There are many recent changes that rattle the traditionalists. For example, the reformers got troops liberated from the prison-like restrictions they have long endured. For generations Russian conscripts were confined to their barracks when not on duty. This was not pleasant, as the barracks were often decrepit and uncomfortable. The barracks themselves are now being upgraded because they long lacked flush toilets, showers, central heating, and many other amenities Western troops take for granted. In these old barracks troops were allowed to bathe once a week in a bathhouse (actual or improvised for the occasion). One of the latest reforms will install showers in all barracks, along with wi-fi (in some) and new furnishings. New barracks have flush toilets and central heating. During the Cold War Russian troops stationed in East Germany lived in modern barracks, and that was one reason why duty in Germany was considered a choice assignment.
Another new reform that received a lot of opposition from traditionalists had to do with socks. The reformers want to replace the traditional rugged (and crudely made) slip on boots and foot wrappings with Western style combat boots that use laces, come in many different sizes, and are meant to be used with socks. The problem with the foot wrappings (“portyanki”) was that if you did not wrap your feet just so, slipping the foot into the “tarpaulin” boots would leave your flesh exposed to the rough inside surface of these boots. This could lead to debilitating blisters. The old-fashioned boots were widely disliked by most of the troops forced to use them. The number of older officers who still favored this 19th century footwear are fading away. By the end of the year portyanki and the old boots that only come in two sizes will be gone, unless the growing power of the traditionalists can block this.
Military reform has never come easily to Russia and usually occurred when a particularly strong and harsh ruler was in charge. In modern times Russia has undergone four periods of major military reform. The first was in the early 18th century, under Czar Peter the Great. The next was under Field Marshall Milyutin in the late 19th century. In the 1930s, over a dozen daring reformers made the military ready for modern warfare. However, most of these men were executed by paranoid dictator, Josef Stalin, just before World War II. For over 60 years there was not much real reform until 2008, when Defense Minister Anatoliy Serdyukov sought to recast the Russian military into a force similar to those found in the West. This meant fewer officers and conscripts, more NCOs and volunteers, plus new equipment, weapons, training methods, and tactics. Serdyukov was recently replaced and it was thought that his reforms would be halted. That appears to be happening. One of Serdyukov’s most unpopular (within the military) moves was to shrink the size of the officer corps. Despite the fact that most of the officers being let go were not really needed, this elicited a lot of protests from active duty and retired officers.

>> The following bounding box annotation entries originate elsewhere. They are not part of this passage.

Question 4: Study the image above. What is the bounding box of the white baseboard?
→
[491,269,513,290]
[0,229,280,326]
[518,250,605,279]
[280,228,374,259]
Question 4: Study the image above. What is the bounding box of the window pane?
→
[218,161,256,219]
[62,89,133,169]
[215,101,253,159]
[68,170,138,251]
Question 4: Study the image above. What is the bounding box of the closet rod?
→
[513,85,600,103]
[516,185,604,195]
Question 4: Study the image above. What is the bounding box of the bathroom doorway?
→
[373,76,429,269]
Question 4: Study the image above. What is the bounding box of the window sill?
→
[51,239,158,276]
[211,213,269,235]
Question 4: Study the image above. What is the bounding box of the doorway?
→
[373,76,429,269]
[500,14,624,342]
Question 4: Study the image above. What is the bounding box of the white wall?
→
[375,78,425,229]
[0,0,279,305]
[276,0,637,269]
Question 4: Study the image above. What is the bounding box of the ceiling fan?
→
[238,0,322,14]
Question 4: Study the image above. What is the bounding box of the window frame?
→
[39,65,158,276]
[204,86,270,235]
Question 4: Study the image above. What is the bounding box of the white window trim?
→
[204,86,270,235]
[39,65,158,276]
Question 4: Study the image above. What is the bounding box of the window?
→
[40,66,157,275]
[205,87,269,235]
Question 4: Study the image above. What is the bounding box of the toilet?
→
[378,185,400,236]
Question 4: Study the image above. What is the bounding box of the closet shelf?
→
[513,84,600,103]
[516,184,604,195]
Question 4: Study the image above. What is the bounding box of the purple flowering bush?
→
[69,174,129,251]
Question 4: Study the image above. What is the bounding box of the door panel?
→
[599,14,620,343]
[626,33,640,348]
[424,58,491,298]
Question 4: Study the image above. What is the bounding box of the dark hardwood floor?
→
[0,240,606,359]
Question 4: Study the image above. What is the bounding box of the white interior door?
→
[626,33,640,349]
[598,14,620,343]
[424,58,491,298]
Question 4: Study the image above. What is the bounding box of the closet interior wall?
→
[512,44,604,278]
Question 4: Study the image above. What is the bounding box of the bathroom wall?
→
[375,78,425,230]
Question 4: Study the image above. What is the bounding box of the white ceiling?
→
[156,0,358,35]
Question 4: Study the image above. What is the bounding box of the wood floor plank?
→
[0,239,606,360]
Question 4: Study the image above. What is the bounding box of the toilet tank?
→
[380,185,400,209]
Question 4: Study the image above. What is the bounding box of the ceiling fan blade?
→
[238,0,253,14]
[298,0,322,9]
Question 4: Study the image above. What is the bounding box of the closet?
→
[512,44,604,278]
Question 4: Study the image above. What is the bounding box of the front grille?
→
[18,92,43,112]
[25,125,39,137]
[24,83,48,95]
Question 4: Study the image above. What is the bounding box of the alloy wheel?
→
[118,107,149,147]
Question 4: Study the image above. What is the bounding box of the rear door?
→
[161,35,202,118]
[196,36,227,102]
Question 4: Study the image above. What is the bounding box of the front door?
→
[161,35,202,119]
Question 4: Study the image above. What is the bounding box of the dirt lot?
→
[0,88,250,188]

The mass officer firings continued anyway. Shrinking the officer corps proved bad for officer morale, as could be expected. Moreover, most of the good officers had left after the Soviet Union collapsed in 1991, and the Russian military saw its budget slashed by 80 percent. Building an NCO corps was difficult because the 1930s reforms had gotten rid of it (because officers, all members of the Communist Party, were considered more politically reliable than NCOs). The big problem is the collapse of the Soviet era military industries. With orders from the Russian military disappearing in the 1990s, many of these firms disappeared or switched to civilian products. Those that survived did so with export orders. The defense industries lost their best people, who left for better paying jobs overseas or in new non-defense firms in Russia.
Then there's the corruption, which expanded in the military in the 1990s, as the size of the force shrunk over 70 percent. Officers and troops sold off a lot of unneeded military equipment and officers stole money they had control over. This caused all sorts of problems, from lack of maintenance for equipment and barracks to shortages of fuel (to stay warm during the severe Russian Winter) and food (causing hunger and even some starvation deaths among lower ranking troops). For most of the last decade military prosecutors have been busy sending corrupt officers to jail. But that has not eliminated the problem. Low troop morale also remains a problem. Thus it should be no surprise that the government has given priority to keeping nuclear weapons, and the missiles that deliver them, in good shape. As for the rest of the armed forces, change is coming very slowly but it keeps coming. The ancient Russian army traditions are gradually being peeled away and the Russian army is slowly evolving into a 21th century force.